Plus, your business changes as well. Whether it is launching a new product or exploring a new market, your business will grow and change over time.
The same is true with your customers. The way your customers think, where they get their information, how they buy, the apps they use, and their overall expectations and needs will change.
Basically, when it comes to all of these things, changes can occur as often as the seasons change.
To ensure that your marketing efforts continue to be as effective as the day you launched your campaigns, you must take the time to review your buyer personas.
Ideally, this should be done once per year at a minimum.
Make sure your buyer personas are still in alignment with your business goals and current customers and their needs.
6. Failing to Create a Negative Persona
Businesses tend to put so much focus on the buyer personas of their ideal customer that they forget to consider prospects who simply aren’t a good fit for their business.
By creating a negative persona, you can identify these individuals.
You can weed out the ones who may cause significant headaches for your team as a whole or drain your overall resources.
People who make up your negative personas are the ones who are completely outside of your demographic or lack the budget to generate high revenue for your company.

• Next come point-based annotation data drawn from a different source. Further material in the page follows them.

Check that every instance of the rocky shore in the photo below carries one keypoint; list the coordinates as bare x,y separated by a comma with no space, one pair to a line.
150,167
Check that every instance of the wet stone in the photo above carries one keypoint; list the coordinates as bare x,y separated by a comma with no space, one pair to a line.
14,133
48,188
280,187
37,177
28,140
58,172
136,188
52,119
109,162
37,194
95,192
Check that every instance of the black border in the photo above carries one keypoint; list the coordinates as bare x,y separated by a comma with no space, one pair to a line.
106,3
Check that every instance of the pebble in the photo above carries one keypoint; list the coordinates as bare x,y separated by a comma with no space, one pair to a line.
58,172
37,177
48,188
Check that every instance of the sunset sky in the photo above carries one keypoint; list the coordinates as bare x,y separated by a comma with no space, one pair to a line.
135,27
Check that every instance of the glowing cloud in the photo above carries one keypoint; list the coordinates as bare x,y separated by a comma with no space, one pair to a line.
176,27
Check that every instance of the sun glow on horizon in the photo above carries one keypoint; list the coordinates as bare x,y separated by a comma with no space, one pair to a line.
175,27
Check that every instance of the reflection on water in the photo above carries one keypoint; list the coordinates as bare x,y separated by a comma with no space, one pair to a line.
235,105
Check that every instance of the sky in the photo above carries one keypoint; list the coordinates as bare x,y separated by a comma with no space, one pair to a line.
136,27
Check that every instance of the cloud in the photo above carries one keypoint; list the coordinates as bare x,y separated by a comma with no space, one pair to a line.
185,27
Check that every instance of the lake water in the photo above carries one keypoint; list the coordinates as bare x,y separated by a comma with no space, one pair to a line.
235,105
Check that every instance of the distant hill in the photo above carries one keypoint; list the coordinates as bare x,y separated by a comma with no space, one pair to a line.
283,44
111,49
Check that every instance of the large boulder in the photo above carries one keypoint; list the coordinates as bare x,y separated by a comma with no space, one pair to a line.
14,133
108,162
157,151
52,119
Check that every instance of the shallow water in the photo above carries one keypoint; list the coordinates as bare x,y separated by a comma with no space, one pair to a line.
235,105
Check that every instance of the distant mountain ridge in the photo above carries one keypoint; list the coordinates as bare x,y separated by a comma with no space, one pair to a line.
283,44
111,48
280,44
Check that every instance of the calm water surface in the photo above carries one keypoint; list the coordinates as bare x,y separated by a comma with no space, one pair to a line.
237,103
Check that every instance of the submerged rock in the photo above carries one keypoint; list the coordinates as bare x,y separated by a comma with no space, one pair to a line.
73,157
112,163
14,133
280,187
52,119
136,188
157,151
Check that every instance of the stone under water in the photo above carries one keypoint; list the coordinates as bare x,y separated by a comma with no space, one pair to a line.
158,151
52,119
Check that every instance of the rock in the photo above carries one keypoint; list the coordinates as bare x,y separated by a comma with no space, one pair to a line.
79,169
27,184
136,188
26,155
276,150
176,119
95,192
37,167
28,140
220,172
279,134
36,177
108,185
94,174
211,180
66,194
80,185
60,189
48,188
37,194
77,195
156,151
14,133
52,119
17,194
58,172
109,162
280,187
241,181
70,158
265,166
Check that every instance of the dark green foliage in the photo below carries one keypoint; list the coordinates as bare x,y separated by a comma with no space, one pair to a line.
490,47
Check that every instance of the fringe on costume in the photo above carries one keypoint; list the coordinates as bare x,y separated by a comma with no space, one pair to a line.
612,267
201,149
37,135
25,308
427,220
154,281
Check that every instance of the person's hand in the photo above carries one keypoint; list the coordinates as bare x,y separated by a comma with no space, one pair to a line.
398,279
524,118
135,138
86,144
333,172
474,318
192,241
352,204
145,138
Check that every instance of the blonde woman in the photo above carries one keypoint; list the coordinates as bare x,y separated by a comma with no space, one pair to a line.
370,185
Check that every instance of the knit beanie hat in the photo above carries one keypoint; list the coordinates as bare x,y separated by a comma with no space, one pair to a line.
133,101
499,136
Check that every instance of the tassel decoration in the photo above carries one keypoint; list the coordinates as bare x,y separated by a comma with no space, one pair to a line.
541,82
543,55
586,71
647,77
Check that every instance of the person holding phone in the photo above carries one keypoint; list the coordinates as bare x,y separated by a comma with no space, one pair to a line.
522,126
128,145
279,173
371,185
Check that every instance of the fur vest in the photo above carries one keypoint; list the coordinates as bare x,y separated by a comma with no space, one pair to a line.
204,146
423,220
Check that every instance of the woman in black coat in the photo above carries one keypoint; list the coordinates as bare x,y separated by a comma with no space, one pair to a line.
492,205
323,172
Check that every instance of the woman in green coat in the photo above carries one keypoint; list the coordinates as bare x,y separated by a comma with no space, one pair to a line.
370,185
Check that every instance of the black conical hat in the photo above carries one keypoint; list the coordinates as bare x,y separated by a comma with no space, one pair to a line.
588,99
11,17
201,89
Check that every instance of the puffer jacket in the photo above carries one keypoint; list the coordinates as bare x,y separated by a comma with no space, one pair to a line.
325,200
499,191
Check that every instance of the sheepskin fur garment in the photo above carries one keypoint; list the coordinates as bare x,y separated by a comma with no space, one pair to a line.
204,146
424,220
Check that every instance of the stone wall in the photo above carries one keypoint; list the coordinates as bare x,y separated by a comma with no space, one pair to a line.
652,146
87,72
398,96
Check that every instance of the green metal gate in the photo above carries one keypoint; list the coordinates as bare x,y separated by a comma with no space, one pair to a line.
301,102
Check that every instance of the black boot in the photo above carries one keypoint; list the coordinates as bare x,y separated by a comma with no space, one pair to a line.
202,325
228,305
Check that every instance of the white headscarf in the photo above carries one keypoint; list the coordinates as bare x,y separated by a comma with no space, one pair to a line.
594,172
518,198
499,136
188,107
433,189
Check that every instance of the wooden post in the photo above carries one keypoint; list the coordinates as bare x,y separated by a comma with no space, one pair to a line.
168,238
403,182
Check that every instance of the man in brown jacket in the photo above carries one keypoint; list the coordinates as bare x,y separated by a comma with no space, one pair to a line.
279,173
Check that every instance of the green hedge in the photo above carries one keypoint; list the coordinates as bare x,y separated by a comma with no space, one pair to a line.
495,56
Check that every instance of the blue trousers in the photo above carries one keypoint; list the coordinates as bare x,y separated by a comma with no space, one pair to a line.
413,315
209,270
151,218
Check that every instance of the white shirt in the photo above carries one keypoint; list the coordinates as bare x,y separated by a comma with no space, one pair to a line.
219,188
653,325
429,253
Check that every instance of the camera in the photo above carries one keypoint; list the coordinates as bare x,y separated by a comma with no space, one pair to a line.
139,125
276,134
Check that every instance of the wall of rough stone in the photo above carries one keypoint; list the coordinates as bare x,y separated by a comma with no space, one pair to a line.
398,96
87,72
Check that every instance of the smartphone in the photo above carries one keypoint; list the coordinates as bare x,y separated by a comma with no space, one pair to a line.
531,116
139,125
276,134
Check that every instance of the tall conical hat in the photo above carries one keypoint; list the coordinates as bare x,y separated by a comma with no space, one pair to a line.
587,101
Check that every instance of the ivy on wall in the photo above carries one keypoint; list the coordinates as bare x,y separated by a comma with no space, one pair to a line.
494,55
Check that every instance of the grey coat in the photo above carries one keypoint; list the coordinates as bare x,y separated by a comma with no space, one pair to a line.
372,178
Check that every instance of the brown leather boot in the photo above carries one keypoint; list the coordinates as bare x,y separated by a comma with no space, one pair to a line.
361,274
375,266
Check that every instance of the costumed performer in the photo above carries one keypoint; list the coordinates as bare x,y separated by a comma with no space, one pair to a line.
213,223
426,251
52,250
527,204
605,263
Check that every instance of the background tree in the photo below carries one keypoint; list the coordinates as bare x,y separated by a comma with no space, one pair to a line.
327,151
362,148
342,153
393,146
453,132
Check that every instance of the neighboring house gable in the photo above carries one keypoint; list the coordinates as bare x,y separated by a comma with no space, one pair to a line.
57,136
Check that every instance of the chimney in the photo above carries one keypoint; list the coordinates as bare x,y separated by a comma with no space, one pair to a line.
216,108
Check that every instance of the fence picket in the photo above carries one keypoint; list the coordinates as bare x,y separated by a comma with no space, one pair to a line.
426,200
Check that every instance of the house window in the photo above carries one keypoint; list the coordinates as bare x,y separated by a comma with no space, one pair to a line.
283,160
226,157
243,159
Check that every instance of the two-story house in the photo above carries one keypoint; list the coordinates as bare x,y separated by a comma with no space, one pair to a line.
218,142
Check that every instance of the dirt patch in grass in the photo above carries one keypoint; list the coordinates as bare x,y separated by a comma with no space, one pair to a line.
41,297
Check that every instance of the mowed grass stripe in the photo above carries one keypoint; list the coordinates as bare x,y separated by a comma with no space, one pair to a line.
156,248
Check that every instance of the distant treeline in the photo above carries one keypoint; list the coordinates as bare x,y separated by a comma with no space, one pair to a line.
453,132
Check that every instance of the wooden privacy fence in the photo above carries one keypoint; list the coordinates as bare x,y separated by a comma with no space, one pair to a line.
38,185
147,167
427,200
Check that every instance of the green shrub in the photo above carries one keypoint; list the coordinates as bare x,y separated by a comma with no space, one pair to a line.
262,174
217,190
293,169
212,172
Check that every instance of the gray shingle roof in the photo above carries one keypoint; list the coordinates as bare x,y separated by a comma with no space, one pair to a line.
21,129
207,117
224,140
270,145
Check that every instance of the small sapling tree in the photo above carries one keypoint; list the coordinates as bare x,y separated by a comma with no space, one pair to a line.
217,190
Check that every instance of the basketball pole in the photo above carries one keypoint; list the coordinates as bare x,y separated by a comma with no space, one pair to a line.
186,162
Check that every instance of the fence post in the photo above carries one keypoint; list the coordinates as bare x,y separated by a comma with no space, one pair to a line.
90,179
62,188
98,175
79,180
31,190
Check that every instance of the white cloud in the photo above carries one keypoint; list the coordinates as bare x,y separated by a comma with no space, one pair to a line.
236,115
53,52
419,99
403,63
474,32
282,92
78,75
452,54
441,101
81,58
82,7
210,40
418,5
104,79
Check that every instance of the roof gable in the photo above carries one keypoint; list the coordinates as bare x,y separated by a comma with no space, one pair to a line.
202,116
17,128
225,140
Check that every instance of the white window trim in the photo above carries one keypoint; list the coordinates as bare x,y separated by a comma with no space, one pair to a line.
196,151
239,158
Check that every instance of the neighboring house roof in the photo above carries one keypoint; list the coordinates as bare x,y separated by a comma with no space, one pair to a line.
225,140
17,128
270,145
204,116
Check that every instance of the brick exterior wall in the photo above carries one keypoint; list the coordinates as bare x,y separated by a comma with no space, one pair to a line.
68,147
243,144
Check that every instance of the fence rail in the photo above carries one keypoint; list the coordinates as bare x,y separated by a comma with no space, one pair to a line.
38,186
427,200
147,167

They are the ones that have or may potentially cause problems for your organization.
This process is often overlooked because these are people who you don’t want to be future customers.
However, the benefit of taking the time to learn more about the people who will never be your customers can help you and your team in the long run by not wasting time and money on marketing to these individuals.
7. Not Using Your Buyer Personas
There is a reason you create buyer personas, as they play an important role in your marketing campaigns.
These personas should be part of all content that is created, including the website copy to white papers.
Your buyer personas are designed to help you understand who your target customer is and more about what problems and questions they may have.
They are designed to inform you of what makes your target audience finalize a purchase.
If you fail to use the personas once you create them, how can you be sure that you are truly reaching your audience?
You may also be interested in these articles:
- Meet Your Business Goals with an Effective eCommerce Buyer Persona
- Ask These 6 Buyer Persona Questions for Dynamic Customer Profiles
- Ditch These 9 Buyer Persona Myths to Succeed
While it does take some time and effort on your part to develop accurate buyer personas, the end result will be well worth it.
Further, by familiarizing yourself with the most common mistakes businesses and marketing professionals make regarding buyer personas, you can ensure that you avoid them so your marketing efforts are set up for success.
This will help ensure you are attracting the right customers to your business while also growing your business and bottom line quicker and more effectively.